A BBC live performance on Condense
One of Condense’s immersive live shows. Image courtesy of the BBC

On the other side, Condense gets to benefit from a high level of expertise within its newest investor, explains CEO Nick Fellingham.

“There’s obviously the investment element to it but there is also a partnership,” he says. “And that partnership involves us working with their content teams, their production teams and their R&D teams in developing our product.

“The BBC are leaders globally across a number of different media expertise areas, like streaming, video distribution, lots of different things in broadcast innovation, radio and even immersive technology. And so, to be able to feed some of that expertise back into Condense is super valuable.”

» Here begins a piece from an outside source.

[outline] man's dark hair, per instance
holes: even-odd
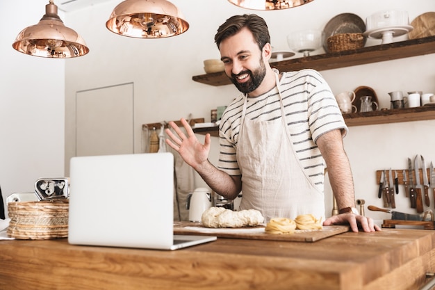
[[[219,26],[215,35],[218,49],[222,40],[234,35],[245,27],[252,33],[260,50],[263,49],[266,43],[270,43],[270,35],[265,21],[255,14],[244,14],[232,16]]]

BBC Ventures is looking to form more partnerships like this with startups that bring new technologies that can be introduced cost-effectively and then potentially expanded. Condense’s offering may concentrate on music for now, but Walker says it could end up being used to broadcast a far wider range of interactive live programming.

“We expect that wave of technological change and audience behaviour to sweep through different genres and different formats as media evolves, as it has done with the advent of other form factors previously,” he says.

“And so, while we are very much focused this week and next week on the things that we’re doing in music, we’re also actively looking at how this might cascade into other parts of our existing business and other genres that are important to us strategically over time. And there is real appetite across our business for exposing what might be possible with Condensed capabilities to those other departments. As we can surface those opportunities, we will.”

Robert Lavine

Robert Lavine is special features editor for Global Venturing.